A soundtrack to all of humanity
The Guardian Weekly
|January 02, 2026
The Nazis adopted Ode to Joy. Happy Birthday hides a tale of greed. And Putin has turned Shostakovich's Leningrad symphony into a call to arms. Is this the fate of musical utopias?
The idea was always a ludicrous one: to reduce millennia of human musical history into a book of 50 pieces of music. And yet that's the challenge I decided to take on. The most pressing question was: why? To which my answer was: the inevitable failures and gaps of the project are precisely where its interest lies.
The next concern was how. Called A History of the World in 50 Pieces, the book is not a digested history of music, nor a list of my favourite songs, performances or recordings. Instead, it’s centred on the definition of a “piece of music”. This is a democratic principle - a belief that works don’t belong only to their creators but are shared and reinterpreted by generations of musicians at distances of time, geography and technology, in ways their original composers could not imagine.
The point of a piece of music is not to exist in a definitive version but to be continually remade, so that the experience of the piece belongs to anyone who plays or hears it. This way of thinking throws up unexpected and serendipitous connections. Before writing the book, I wouldn't have thought there were resonances between Beethoven, Mildred and Patty Hill, and Shostakovich. Yet all have written music that reveals what happens when, whether by accident or design, you write tunes for the whole world.
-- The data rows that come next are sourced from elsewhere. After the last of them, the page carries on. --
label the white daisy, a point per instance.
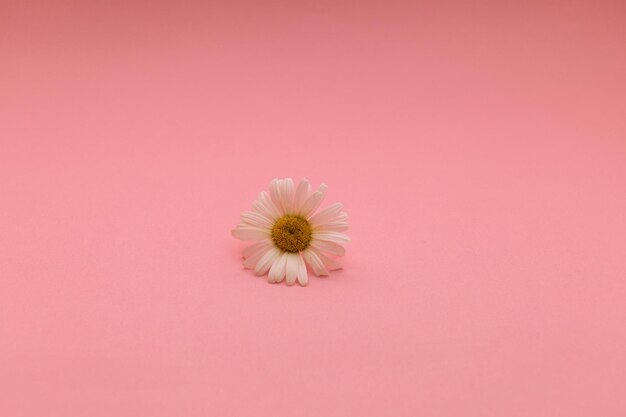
(290, 234)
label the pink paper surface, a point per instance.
(480, 150)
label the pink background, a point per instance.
(480, 150)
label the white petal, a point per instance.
(252, 260)
(286, 195)
(328, 247)
(246, 232)
(303, 277)
(316, 264)
(277, 271)
(292, 267)
(331, 237)
(326, 215)
(330, 263)
(313, 202)
(332, 227)
(256, 219)
(275, 196)
(267, 261)
(302, 193)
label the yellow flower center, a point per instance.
(291, 233)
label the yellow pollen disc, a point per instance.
(291, 233)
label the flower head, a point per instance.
(290, 233)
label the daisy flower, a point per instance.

Let’s take Beethoven first, and his Ninth (“Choral”) Symphony. The final movement is the moment when instrumental music alone cannot sustain the full power of Beethoven's message and ushers in the voices of Beethoven's chorus. The Ode to Joy is his theme of themes. It is a dream of universal compassion. The idea of “joy” may seem to be apolitical but, taken on its own, the melody can be attached to any ideology you want.